У экрана и книжной полки

Купеческая гавань - Жизнь

"Крестный отец" - 3, 4, 5

Давным-давно, когда склонность и любовь к чтению считались чертами привлекательными, было немало самозванцев. Самозванцев легко разоблачали: они не знали имен писателей. Они, например, говорили так: "Мне книжка очень понравилась. Кто написал? Ой, а я этого никогда не запоминаю". И все над ними смеялись, отводя им место в фельетонах и анекдотах.

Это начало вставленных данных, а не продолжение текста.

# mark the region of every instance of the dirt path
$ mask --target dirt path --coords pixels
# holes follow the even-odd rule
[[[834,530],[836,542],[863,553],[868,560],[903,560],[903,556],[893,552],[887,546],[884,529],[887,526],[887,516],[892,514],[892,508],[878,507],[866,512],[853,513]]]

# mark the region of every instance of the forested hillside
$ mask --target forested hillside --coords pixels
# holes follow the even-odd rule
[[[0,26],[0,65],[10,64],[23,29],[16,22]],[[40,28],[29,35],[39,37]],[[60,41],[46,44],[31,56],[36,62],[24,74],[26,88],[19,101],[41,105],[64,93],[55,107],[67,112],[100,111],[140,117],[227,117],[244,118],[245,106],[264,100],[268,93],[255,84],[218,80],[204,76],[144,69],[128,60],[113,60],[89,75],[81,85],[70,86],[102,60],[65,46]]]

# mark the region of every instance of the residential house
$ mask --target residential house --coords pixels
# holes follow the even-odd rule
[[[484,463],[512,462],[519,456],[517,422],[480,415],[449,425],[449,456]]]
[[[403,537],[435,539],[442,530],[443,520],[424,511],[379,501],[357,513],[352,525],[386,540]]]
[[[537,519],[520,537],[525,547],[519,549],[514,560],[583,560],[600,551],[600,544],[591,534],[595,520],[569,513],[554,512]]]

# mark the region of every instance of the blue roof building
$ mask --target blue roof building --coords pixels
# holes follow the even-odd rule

Раньше человек не-читающий становился изгоем с клеймом - "бездуховность", теперь же всякий человек, откровенно и нагло читающий хорошие книги, выбрасывается новым обществом в аутсайдеры с клеймом - "пережиток прошлого". Теперь стыдно запоминать фамилии авторов книг или режиссеров кинолент.

Но, слава Богу, и писатели и режиссеры делают все возможное для того, чтобы их фамилии оставались ненужными. Нет, на обложках популярных книг все еще пишут фамилию писателя, а вот в пунктах проката видеокассет в большинстве случаев режиссеры не значатся на цветных обложках. Да и зачем, если они всеми силами стараются соответствовать стандарту, а не собственной индивидуальности.

Поразительно, но в российском масс-культе буквально за несколько лет сложился новый тип литератора-ремесленника, пишущего по два-три романа в год, причем романа ничем не уступающего американскому прототипу; новый литератор богат и преуспевающ, он живет на доходы от книг (так в советские времена жили многие писатели, но преданные партии и прославляющие ее идеологию).

А, впрочем, РЫНОК на новом витке истории, на мой взгляд, стал тем, чем раньше была ПАРТИЯ. Да-да, раньше партия, а теперь рынок в нашем обществе может дать благополучие, деньги, успех, поездки, и именно рынок сегодня, как раньше партия, может потребовать компромисса с совестью, лицемерия, предательства друзей, всего, что разъедает душу или превращает ее в камень.

А главное (для меня, во всяком случае) как раньше подстраивались под вкусы партии, так теперь подстраиваются под вкусы рынка. То есть: самый популярный жанр - триллер. Следовательно, в писатели вышло все мало-мальски грамотное МВД и мало-мальски образованный уголовный мир. Пишут, не покидая полковничьих должностей, или, не покидая нар.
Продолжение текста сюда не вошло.